Table 2. Comparing Input Methods
Method to pass data Example Comments
Each input separately 
# Python example
import vfs
import varray as va
import numpy as np
in1 = va.array([0,1,2,3],va.int16)
in2 = va.array(np.array(range(4))+10,va.int16)
% MATLAB example
in1 = varray.int16([0:3]);
in2 = varray.int16([0:3]+10);
[out1, out2] = myKernel.run(in1, in2);
 In this case, one input is used per port.
Note: If the input vector size is smaller than specified, the output is not produced until the next run provides sufficient input data to meet the graph or kernel specification. In this case, the output is an empty array.
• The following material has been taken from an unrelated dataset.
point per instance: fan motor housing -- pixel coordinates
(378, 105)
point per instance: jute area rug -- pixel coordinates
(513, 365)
Cell array in MATLAB or a list in Python 
# Python example
in_list = [in1 in2]
out_list = myKernel.run(in_list)
% MATLAB example
in_cellarray = {in1, in2};
out_cellarray = myKernel.run(in_cellarray);
 This case is suitable for kernels or graphs with numerous inputs or outputs, providing a compact style for managing the data.
Matrix 
# Python example
in_matrix = va.array(np.matrix('0, 10; 1, 11; 2, 12; 3, 13',va.int16));
out_list = myKernel.run(in_matrix)
% MATLAB example
in_matrix = varray.int16([0, 10; 1, 11; 2, 12; 3, 13]);
[out1, out2] = myKernel.run(in_matrix);
 For matrix inputs, the shape of the matrix must match the input specification. The columns of the matrix represent the ports.
Important: Only one input matrix is supported.
Note: The output format with this method is a list in Python or cell array in MATLAB. It is up to the user to reformat the output into a matrix if needed.